From a currency perspective, the krona has also lagged its peers, and is 2019’s worst performer among G10 currencies as political uncertainty and slower global growth has kept the krona on the defensive. With the Riksbank rate hike now past, it may be difficult for the krona to gain any further traction going into the new year.
Topic of the Week
Budget Package Delivers the Presents Early
During the week of Dec. 16, Congress passed legislation to fund the federal government through FY 2020 and avoid a repeat of last year’s government shutdown. Since the fiscal year began on Oct. 1, the government had been operating under a series of continuing resolutions. Policymakers agreed on top-line spending levels back in July, but since then had been struggling to pass legislation that appropriates the money to the various government agencies and programs. The December budget package appropriates the money and formally authorizes the government to spend the full amount agreed to over the summer. As we wrote in July, the spending increase in FY 2020 is much smaller than what was seen in FY 2018/2019, and as such the incremental impact on real GDP growth is likely to be smaller. We expect federal government consumption and investment to add roughly 0.1-0.2 percentage points to headline GDP growth over the next few quarters (top chart).
The spending package went well beyond just appropriating the top-line spending levels. Perhaps most relevant to the macro outlook was the permanent repeal of three key Affordable Care Act (ACA) taxes: an excise tax on medical devices, an excise tax on high cost employer-sponsored health insurance (often referred to as the “Cadillac Tax”) and an annual fee imposed on health insurance providers. All three of these taxes were originally passed as part of the ACA, but in the ensuing years their implementation was repeatedly delayed. This legislation permanently repeals them, to the tune of $373 billion in lost revenues over the next decade (bottom chart).
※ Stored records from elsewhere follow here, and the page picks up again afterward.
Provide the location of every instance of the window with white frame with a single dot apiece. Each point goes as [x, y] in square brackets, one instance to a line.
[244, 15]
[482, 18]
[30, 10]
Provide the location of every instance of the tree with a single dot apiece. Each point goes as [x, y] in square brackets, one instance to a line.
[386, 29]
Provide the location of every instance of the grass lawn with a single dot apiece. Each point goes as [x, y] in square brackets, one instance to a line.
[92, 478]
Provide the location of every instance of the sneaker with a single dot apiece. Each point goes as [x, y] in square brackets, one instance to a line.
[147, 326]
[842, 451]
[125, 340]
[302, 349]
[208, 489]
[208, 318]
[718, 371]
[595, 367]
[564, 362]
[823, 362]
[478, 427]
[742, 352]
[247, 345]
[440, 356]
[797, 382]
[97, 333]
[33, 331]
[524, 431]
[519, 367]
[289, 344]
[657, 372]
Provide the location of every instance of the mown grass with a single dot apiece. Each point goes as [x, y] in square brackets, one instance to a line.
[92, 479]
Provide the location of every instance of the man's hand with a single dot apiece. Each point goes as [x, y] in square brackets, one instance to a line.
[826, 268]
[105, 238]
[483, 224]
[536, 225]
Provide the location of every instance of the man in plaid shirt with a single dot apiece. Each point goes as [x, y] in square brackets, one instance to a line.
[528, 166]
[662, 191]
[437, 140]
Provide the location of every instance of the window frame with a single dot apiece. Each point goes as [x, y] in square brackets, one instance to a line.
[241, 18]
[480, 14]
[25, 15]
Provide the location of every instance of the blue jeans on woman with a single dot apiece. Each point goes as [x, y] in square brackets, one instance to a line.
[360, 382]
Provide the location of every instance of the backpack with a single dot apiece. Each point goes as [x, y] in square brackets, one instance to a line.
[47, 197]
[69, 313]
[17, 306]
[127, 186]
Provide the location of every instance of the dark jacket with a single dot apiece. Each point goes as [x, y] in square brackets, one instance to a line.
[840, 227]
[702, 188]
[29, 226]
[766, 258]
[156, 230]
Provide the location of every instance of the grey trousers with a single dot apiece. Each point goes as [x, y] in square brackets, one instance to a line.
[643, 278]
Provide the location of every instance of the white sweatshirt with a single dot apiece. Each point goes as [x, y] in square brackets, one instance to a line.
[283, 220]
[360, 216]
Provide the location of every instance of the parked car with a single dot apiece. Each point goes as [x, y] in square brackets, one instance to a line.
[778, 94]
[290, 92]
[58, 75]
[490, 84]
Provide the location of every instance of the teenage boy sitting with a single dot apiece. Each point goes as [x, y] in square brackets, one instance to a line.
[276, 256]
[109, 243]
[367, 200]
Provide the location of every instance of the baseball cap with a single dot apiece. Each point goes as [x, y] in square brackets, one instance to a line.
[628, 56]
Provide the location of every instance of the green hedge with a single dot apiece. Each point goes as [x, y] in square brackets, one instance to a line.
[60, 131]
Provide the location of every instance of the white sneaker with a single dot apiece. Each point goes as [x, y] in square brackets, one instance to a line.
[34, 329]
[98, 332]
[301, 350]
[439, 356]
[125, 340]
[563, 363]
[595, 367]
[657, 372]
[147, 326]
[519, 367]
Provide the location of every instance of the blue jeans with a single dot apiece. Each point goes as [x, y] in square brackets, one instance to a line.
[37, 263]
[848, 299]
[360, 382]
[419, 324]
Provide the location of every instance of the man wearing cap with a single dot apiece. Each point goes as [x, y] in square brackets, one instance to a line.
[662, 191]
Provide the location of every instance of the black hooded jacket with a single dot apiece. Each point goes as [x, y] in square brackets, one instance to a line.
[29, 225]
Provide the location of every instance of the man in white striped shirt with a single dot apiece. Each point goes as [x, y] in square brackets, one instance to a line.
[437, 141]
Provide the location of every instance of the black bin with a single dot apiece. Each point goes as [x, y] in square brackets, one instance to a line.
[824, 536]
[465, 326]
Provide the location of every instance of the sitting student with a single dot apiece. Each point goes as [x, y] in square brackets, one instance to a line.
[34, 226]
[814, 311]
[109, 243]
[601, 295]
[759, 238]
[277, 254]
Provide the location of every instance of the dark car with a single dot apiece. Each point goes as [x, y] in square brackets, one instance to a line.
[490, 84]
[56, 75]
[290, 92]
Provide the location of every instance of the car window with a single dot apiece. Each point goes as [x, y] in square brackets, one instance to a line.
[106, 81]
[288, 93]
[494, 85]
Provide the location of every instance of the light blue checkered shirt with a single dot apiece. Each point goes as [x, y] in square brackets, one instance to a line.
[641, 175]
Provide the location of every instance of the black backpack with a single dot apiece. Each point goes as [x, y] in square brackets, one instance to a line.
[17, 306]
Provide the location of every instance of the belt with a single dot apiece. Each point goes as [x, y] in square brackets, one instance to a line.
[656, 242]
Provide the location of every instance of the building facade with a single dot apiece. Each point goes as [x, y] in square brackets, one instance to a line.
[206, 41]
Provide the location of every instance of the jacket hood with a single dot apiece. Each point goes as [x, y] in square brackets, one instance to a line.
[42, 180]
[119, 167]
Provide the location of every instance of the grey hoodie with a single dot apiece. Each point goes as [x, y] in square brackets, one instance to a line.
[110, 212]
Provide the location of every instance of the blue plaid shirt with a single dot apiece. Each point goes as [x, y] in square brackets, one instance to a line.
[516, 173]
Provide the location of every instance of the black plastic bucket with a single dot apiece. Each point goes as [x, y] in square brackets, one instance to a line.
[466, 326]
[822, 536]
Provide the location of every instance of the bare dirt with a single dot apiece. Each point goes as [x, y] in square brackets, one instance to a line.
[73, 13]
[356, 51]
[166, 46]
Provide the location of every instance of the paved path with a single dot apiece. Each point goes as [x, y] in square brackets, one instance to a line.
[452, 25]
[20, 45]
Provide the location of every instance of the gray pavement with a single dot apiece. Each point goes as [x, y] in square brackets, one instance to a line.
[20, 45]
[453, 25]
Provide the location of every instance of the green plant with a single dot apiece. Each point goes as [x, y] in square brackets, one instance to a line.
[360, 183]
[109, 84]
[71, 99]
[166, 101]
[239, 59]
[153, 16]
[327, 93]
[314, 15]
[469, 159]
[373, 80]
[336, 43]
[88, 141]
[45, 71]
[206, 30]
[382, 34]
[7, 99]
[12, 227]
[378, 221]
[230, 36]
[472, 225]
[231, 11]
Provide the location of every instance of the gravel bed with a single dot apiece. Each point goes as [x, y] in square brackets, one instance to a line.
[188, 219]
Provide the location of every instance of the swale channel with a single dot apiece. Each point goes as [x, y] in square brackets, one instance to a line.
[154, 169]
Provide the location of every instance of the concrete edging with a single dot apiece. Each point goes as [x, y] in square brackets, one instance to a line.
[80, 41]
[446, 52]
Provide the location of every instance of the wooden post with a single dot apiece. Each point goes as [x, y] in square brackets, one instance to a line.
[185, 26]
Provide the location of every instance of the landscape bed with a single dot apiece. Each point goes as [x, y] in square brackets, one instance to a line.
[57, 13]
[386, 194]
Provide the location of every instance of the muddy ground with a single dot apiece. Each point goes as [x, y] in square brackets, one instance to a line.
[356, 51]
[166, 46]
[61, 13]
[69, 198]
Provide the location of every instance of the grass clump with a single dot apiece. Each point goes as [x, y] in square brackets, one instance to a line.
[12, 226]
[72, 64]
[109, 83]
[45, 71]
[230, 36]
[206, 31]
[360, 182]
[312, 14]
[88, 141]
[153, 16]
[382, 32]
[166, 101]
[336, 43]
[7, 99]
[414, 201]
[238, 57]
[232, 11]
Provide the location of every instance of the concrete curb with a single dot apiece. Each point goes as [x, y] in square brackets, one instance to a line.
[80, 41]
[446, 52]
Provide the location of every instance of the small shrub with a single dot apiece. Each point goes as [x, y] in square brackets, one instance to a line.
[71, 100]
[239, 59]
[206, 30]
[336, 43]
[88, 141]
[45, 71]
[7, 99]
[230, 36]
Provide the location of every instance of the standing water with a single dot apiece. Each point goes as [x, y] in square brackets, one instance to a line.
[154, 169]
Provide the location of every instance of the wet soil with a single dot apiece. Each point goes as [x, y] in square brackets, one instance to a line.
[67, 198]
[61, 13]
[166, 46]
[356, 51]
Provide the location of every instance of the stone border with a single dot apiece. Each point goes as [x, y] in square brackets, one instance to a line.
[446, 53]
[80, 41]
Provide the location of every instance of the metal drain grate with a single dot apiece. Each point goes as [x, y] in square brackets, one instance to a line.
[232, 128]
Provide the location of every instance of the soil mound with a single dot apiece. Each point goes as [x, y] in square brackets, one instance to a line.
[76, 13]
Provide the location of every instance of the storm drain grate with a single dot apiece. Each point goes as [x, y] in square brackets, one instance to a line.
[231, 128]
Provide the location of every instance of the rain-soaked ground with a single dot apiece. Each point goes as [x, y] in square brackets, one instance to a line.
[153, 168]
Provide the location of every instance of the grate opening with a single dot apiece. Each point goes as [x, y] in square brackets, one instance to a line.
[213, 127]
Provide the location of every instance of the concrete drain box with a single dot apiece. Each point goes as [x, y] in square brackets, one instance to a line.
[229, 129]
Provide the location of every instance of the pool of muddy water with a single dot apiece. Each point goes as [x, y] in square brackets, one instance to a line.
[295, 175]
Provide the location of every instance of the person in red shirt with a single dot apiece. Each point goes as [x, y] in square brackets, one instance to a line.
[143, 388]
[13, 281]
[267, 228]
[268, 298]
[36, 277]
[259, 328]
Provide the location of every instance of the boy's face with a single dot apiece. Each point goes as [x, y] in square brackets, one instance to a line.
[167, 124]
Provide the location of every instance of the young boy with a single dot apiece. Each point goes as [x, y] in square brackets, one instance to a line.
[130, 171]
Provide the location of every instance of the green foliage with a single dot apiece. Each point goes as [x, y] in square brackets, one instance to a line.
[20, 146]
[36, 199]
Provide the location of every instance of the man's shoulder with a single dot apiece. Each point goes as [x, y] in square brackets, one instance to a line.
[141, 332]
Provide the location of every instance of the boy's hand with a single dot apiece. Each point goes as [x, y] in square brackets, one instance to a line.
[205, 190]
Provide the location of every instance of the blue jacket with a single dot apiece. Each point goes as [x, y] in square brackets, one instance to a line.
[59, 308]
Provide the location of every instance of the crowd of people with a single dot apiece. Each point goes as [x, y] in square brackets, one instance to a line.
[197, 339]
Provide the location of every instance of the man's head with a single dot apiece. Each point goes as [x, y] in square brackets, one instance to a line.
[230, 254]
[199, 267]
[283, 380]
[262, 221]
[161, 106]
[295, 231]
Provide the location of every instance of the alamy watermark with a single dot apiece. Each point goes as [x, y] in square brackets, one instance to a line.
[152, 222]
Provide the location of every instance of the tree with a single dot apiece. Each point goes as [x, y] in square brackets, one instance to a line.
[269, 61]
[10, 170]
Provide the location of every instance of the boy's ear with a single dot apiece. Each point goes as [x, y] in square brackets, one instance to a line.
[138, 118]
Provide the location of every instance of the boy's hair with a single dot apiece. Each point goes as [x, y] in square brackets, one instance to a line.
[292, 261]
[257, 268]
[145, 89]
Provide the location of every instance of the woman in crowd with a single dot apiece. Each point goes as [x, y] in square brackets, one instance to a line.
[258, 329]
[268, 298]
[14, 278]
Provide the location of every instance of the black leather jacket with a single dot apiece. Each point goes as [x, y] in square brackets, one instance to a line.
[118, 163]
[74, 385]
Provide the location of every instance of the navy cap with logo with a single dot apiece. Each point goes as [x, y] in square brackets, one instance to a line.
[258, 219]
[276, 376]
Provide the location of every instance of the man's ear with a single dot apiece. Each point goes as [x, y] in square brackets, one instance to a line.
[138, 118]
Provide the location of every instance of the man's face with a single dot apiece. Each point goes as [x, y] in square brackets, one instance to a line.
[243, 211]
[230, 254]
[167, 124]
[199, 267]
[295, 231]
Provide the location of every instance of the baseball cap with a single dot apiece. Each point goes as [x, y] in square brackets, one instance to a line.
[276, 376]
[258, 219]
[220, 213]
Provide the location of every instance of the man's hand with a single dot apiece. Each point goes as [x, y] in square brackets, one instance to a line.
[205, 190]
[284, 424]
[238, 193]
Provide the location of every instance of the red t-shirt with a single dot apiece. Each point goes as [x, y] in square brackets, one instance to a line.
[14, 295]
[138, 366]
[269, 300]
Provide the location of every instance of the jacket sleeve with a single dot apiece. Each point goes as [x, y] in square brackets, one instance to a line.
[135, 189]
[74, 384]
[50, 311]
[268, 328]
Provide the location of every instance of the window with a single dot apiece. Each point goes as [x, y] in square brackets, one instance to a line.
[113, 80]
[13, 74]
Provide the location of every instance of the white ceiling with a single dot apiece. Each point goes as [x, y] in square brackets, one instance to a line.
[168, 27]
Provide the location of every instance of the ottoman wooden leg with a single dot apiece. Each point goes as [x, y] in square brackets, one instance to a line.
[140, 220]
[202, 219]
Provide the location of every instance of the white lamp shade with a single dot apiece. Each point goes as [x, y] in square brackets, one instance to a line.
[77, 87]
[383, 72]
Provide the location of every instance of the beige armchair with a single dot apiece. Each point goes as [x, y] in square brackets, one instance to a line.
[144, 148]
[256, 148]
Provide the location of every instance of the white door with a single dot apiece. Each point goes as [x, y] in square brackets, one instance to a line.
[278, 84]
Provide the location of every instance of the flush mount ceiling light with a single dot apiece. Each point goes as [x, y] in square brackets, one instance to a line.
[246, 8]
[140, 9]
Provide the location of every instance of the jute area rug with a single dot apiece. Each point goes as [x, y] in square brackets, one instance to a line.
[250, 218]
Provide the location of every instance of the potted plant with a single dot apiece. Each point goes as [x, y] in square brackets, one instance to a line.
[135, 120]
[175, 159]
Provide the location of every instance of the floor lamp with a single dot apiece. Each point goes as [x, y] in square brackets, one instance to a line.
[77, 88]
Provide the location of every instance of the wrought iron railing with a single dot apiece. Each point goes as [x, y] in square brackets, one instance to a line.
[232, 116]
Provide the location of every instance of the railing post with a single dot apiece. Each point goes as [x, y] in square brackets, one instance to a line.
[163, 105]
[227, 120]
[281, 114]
Since these taxes are not currently in effect, however, it is important to remember that this “lost” revenue is only lost relative to current law, and not current policy. Thus, the near term macro impact from this repeal on the federal budget deficit and the $21 trillion U.S. economy is likely to be negligible. Longer-term federal budget deficit projections, however, will now likely look even bigger than previously projected.